Organizational Behavior Communication
Organizational Behavior principles can be amalgamated in a very effective way into the organization. All that one has to do is to follow a simple rule - communicating the principles to the entire team. Communicating the principles and initiatives to the teams of the company would mean two things - the employees getting a feel of the initiatives and the employees would be placed their responsibility on implementing the principles.
What should be encapsulated in an Organizational Behavior Communication?
- Business owners must communicate the organizational behavior principles by starting to highlight the key areas of opportunities of the business and how the key opportunities impact the business in a negative way. This would ensure that employees would understand that something must be done so as to be sure that the business objectives are met always.
- The communication should then talk about various initiatives that the business owners have planned for the company. Business owners can do this in any way they think fits fine for their company. For sure, I assume that business owners would have been able to typecast their employees. Once they have done this, they could establish the process of outlining the initiatives. For an organization which is extremely new since inception, the business owner can take the responsibility of putting the initiatives on a piece of paper himself and then communicating it to the employees.
- The communication should also talk about what employees need to do in their daily lives to carry the OB initiatives forward. This will be the most important aspect of the initiatives which the employees should know of. As the employees carry the brunt of expectations of their performance, the initiatives should often be broken down into tangibles which will guide the employees on what they need to do to carry this forward.
- The business owner must also communicate the performance measures or yardsticks for implementation of the Organizational Behavior principles.

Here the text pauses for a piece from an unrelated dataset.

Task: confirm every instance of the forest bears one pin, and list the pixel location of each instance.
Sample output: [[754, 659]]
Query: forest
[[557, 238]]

For example, if a company wishes to adopt an "Open Door Policy", the organizational behavior communication must mention measures for this principle. The business owner could mention the number of times an employee approaches the Manager of the department with issues as a yardstick to measure. This may also prove to be counter productive in some cases, but in most cases where issues persist, this is one of the significant measures taken to see if the issues are being discussed or not.
Many companies have realized the importance of Organizational Behavior communication. The importance has been magnified considering the fact that nowadays, companies are placing a lot of emphasis on retention of their employees along with maintaining productivity and quality standards.